This document describes the security content of Safari 6.0.1.
For the protection of our customers, Apple does not disclose, discuss, or confirm security issues until a full investigation has occurred and any necessary patches or releases are available. To learn more about Apple Product Security, see the Apple Product Security website.
For information about the Apple Product Security PGP Key, see "How to use the Apple Product Security PGP Key."
Where possible, CVE IDs are used to reference the vulnerabilities for further information.

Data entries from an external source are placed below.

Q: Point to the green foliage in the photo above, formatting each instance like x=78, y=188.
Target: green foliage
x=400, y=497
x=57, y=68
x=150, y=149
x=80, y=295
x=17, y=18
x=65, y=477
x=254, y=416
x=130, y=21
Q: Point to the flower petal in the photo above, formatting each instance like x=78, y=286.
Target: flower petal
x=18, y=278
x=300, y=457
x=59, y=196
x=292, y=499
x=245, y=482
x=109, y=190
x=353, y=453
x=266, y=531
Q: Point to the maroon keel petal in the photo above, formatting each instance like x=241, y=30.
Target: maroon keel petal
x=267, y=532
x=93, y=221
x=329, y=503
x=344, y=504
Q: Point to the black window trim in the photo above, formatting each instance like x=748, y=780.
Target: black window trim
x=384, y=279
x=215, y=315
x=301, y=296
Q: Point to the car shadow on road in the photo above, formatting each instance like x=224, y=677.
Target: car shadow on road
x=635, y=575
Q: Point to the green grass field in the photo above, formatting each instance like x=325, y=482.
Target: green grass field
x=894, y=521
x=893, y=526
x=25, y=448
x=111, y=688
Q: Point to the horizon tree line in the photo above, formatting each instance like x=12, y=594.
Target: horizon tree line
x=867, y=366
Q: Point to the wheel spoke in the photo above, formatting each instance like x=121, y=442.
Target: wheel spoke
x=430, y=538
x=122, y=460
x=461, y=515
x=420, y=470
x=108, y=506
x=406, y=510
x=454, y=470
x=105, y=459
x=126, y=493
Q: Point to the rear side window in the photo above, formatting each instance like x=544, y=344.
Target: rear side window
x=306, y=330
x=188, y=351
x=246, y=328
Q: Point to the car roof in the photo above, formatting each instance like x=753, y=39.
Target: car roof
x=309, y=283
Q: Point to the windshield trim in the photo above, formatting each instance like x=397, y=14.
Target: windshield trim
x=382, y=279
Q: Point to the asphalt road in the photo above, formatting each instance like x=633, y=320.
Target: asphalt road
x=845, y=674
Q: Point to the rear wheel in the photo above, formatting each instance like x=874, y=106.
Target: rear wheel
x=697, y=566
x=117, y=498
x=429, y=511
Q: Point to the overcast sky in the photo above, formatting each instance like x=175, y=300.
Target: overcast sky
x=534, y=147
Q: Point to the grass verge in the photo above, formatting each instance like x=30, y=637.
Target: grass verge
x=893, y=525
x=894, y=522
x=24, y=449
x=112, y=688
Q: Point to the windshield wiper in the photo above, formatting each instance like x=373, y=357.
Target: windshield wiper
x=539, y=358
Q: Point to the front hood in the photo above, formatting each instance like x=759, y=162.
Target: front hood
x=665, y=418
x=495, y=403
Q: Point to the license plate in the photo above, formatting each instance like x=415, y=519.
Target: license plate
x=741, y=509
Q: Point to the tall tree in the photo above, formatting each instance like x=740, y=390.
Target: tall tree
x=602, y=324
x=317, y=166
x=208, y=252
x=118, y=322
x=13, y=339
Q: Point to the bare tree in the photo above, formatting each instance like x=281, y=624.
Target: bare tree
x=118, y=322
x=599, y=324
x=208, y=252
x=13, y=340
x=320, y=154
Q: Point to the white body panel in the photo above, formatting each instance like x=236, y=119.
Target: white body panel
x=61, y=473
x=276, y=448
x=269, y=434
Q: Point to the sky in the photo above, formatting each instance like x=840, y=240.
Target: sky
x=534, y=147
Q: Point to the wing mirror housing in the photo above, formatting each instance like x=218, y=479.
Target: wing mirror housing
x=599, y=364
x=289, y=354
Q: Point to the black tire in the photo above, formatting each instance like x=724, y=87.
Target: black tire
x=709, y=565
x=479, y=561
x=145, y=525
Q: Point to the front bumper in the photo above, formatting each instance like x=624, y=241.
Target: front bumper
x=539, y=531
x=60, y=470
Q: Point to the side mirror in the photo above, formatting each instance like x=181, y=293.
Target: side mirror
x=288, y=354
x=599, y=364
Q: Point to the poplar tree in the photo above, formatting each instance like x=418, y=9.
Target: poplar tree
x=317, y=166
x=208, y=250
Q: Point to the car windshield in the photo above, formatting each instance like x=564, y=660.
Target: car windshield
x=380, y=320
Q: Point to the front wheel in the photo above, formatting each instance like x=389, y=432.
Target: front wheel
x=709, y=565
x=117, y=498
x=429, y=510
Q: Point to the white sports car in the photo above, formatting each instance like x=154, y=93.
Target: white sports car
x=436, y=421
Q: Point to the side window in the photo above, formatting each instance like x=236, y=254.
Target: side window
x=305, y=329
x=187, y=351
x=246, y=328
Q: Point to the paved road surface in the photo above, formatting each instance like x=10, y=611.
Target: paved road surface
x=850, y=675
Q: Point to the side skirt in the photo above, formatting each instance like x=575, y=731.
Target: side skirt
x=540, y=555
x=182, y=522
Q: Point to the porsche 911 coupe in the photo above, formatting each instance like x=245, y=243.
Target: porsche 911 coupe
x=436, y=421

To learn about other Security Updates, see "Apple Security Updates".
Safari 6.0.1
Note: For OS X Mountain Lion systems, Safari 6.0.1 is included with OS X Mountain Lion v10.8.2.
-
Safari
Available for: OS X Lion v10.7.5, OS X Lion Server v10.7.5, OS X Mountain Lion v10.8 and v10.8.1
Impact: Opening a maliciously crafted downloaded HTML document may lead to the disclosure of local file content
Description: In OS X Mountain Lion HTML files were removed from the unsafe type list. Quarantined HTML documents are opened in a safe mode that prevents accessing other local or remote resources. A logic error in Safari's handling of the Quarantine attribute caused the safe mode not to be triggered on Quarantined files. This issue was addressed by properly detecting the existence of the Quarantine attribute.
CVE-ID
CVE-2012-3713 : Aaron Sigel of vtty.com, Masahiro Yamada
-
Safari
Available for: OS X Lion v10.7.5, OS X Lion Server v10.7.5, OS X Mountain Lion v10.8 and v10.8.1
Impact: Using Autofill on a maliciously crafted website may lead to the disclosure of contact information
Description: A rare condition existed in the handling of Form Autofill. Using Form Autofill on a maliciously crafted website may have led to disclosure of information from the Address Book "Me" card that was not included in the Autofill popover. This issue was addressed by limiting Autofill to the fields contained in the popover.
CVE-ID
CVE-2012-3714 : Jonathan Hogervorst of Buzzera
-
Safari
Available for: OS X Lion v10.7.5, OS X Lion Server v10.7.5, OS X Mountain Lion v10.8 and v10.8.1
Impact: After editing a HTTPS URL in the address bar, a request may be unexpectedly sent over HTTP
Description: A logic issue existed in the handling of HTTPS URLs in the address bar. If a portion of the address was edited by pasting text, the request may be unexpectedly sent over HTTP. This issue was addressed by improved handling of HTTPS URLs.
CVE-ID
CVE-2012-3715 : Aaron Rhoads of East Watch Services LLC, Pepi Zawodsky
-
WebKit
Available for: OS X Lion v10.7.5, OS X Lion Server v10.7.5, OS X Mountain Lion v10.8 and v10.8.1
Impact: Visiting a maliciously crafted website may lead to an unexpected application termination or arbitrary code execution
Description: Multiple memory corruption issues existed in WebKit. These issues were addressed through improved memory handling.
CVE-ID
CVE-2011-3105 : miaubiz
CVE-2012-2817 : miaubiz
CVE-2012-2818 : miaubiz
CVE-2012-2829 : miaubiz
CVE-2012-2831 : miaubiz
CVE-2012-2842 : miaubiz
CVE-2012-2843 : miaubiz
CVE-2012-3598 : Apple Product Security
CVE-2012-3601 : Martin Barbella of the Google Chrome Security Team using AddressSanitizer
CVE-2012-3602 : miaubiz
CVE-2012-3606 : Abhishek Arya (Inferno) of the Google Chrome Security Team
CVE-2012-3607 : Abhishek Arya (Inferno) of the Google Chrome Security Team
CVE-2012-3612 : Skylined of the Google Chrome Security Team
CVE-2012-3613 : Abhishek Arya (Inferno) of the Google Chrome Security Team
CVE-2012-3614 : Yong Li of Research In Motion, Inc.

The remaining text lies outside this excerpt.